Question

Consider the quadrilateral `ABCD`, and let `E, N, F, M` be the midpoints of the edges `AB, BC, CD, DA` respectively. How do you prove that `vec(EF)=1/2(vec(AD)+vec(BC))` and `vec(AC)=vec(MN)+vec(EF)`?

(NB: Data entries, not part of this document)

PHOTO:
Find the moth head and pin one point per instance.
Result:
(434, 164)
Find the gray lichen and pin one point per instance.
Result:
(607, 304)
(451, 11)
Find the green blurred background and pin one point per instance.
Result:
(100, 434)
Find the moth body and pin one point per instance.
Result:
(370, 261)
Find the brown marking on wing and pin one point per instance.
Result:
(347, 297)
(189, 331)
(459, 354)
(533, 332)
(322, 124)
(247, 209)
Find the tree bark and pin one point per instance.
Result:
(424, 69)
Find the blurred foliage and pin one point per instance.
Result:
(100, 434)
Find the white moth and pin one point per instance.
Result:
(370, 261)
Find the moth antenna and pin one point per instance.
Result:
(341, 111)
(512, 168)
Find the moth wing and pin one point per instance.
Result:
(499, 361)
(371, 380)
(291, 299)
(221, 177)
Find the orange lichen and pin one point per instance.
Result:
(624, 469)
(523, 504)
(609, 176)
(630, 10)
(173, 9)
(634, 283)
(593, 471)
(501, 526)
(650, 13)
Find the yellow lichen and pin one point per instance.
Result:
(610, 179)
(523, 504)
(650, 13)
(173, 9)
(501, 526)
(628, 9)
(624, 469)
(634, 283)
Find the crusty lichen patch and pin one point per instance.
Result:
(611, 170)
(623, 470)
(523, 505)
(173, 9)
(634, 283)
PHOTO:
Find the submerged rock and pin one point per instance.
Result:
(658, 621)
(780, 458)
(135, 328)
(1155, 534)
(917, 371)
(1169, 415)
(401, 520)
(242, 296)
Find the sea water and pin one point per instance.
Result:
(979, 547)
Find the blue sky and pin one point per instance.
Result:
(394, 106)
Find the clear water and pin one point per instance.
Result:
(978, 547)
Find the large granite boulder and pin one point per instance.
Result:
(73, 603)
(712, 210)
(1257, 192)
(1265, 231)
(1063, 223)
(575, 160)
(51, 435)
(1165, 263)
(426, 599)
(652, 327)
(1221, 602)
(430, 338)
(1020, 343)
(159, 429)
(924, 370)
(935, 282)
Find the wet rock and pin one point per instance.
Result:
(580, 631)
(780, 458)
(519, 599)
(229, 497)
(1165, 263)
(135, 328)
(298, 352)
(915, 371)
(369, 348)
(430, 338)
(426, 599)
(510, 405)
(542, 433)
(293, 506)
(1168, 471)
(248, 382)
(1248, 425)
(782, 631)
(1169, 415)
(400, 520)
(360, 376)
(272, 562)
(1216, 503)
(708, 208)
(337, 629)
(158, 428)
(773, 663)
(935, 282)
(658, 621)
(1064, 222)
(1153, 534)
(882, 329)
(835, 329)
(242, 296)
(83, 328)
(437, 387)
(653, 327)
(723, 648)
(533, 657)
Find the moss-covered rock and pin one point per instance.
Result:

Consider the quadrilateral `ABCD`, and let `E, N, F, M` be the midpoints of the edges `AB, BC, CD, DA` respectively. Prove that
`vec(EF)=1/2(vec(AD)+vec(BC))` and `vec(AC)=vec(MN)+vec(EF)`
(From Izu Vaisman's book)

Answer 1

Please see the proof below.

Explanation:

Apply Chasles' relation

`vec(EF)=vec(EB)+vec(BC)+vec(CF)`..............`(1)`

`vec(EF)=vec(EA)+vec(AD)+vec(DF)`...............`(2)`

Therefore,

Adding `(1)` and `(2)`

`2vec(EF)=vec(EB)+vec(EA)+vec(BC)+vec(AD)+vec(CF)+vec(DF)`

But,

`vec(EB)+vec(EA)=0`

`vec(CF)+vec(DF)=0`

`2vec(EF)=vec(BC)+vec(AD)`

`vec(EF)=1/2(vec(BC)+vec(AD))`

Similarly, using the mid point theorem,

`vec(AC)=2vec(EN)=2(vec(EF)+vec(FN))`

`vec(AC)=2vec(MF)=2(vec(MN)+vec(NF))`

`2vec(AC)=2vec(EF)+2vec(FN)+2vec(MN)+2vec(NF)`

But `vec(FN)+vec(NF)=0`

`vec(AC)=vec(EF)+vec(MN)`